Party of New Type (PNT) is a voluntary public association in Russia, formed on an informal basis of a common world outlook. It is not an officially registered party. S.Sulakshin is Chairman of the Party and one of the self-nominated candidates in the 2018 Russian presidential election.

== History of creation ==
In the scientific circulation the term "party of new type" was entered into by Vladmir Lenin. In 2015, the General Director of the Center for Political Thought and Ideology, Stepan Sulakshin, announced the idea of creating PNT as opposition to Vladimir Putin's governance. The following year, he made a declaration of intent to create a "party of new type." Russian Prime Minister Dmitry Medvedev also used the phrase, in reference to the United Russia party: "The past election campaign marked the beginning of the most important stage for our Party - the formation of a new type of party." It is likely that the formulation was included in the speech of the prime minister by the efforts of the speechwriters.

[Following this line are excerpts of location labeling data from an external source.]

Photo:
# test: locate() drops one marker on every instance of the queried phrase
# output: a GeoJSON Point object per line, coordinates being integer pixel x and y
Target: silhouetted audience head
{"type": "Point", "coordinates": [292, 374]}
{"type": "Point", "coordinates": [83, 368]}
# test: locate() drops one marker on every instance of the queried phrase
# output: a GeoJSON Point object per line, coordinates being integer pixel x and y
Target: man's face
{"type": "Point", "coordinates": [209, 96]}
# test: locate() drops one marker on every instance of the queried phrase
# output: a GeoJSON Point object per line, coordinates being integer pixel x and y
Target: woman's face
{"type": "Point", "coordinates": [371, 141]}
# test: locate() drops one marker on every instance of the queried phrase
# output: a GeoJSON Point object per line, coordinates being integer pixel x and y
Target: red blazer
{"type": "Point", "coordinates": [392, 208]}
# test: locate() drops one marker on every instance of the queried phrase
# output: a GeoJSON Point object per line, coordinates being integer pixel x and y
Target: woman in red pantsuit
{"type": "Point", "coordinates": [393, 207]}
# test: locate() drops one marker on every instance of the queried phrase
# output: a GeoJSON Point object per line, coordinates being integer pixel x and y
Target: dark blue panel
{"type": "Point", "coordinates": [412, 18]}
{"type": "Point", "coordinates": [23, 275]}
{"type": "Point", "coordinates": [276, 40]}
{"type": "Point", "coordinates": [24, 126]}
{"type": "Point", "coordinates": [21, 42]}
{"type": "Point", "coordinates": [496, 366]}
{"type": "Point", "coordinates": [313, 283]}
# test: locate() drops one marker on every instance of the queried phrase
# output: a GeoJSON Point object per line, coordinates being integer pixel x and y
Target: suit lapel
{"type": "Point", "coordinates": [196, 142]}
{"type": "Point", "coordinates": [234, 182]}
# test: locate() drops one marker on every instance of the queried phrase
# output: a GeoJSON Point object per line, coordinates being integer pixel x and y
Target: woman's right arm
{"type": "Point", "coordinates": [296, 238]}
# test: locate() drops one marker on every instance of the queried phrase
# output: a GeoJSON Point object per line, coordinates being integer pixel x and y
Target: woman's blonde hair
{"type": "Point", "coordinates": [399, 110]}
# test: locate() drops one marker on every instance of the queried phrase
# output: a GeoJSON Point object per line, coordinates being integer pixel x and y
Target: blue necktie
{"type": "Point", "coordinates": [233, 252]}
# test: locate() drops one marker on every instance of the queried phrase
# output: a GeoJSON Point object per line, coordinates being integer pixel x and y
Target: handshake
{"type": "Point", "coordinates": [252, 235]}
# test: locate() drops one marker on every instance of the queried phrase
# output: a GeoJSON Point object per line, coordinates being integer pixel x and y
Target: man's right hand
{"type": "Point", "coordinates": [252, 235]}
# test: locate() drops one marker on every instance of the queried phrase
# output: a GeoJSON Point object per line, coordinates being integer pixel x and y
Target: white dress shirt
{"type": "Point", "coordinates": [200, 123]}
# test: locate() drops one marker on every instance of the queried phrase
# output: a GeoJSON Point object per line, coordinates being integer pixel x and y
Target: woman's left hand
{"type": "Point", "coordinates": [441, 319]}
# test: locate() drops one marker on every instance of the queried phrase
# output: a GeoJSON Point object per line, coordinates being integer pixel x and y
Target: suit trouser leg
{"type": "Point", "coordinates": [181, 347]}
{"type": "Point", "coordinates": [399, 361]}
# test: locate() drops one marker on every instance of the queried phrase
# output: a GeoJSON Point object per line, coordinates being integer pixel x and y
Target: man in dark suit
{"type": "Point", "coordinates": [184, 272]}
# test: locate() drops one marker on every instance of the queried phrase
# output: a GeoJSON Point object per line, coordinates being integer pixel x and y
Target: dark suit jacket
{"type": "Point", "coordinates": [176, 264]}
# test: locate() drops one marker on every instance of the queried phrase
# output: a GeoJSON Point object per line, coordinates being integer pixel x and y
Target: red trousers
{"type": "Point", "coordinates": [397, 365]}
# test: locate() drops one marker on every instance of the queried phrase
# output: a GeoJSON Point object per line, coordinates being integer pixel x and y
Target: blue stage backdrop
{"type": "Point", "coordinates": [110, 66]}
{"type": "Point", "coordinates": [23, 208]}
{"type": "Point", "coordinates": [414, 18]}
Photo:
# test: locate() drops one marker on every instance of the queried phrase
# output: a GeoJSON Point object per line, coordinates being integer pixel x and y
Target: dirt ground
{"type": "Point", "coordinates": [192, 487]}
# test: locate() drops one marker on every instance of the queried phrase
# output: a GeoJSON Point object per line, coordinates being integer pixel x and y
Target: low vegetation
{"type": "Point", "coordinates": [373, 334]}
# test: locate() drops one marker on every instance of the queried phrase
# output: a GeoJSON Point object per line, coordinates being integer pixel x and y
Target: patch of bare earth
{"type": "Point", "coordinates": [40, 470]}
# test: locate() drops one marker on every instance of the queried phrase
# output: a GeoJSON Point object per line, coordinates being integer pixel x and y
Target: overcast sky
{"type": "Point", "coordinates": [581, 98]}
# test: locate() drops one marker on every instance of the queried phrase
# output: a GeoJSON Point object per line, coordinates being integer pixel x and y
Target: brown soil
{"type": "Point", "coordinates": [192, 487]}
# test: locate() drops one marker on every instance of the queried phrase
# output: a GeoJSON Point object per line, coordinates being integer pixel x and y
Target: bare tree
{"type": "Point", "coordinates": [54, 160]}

The founding congress of PNT was held on June 17, 2017. At the congress it was decided to create a party as a public association without registration.

== Ideology ==
Sulakshin S. refused to call the party's agenda left-patriotic, explaining that it "has a universal program aimed at all citizens." PNT stands on the balanced political platform of a "solidary society" in which revolutions and expropriations will never again occur, but will be based on "work, justice and freedom."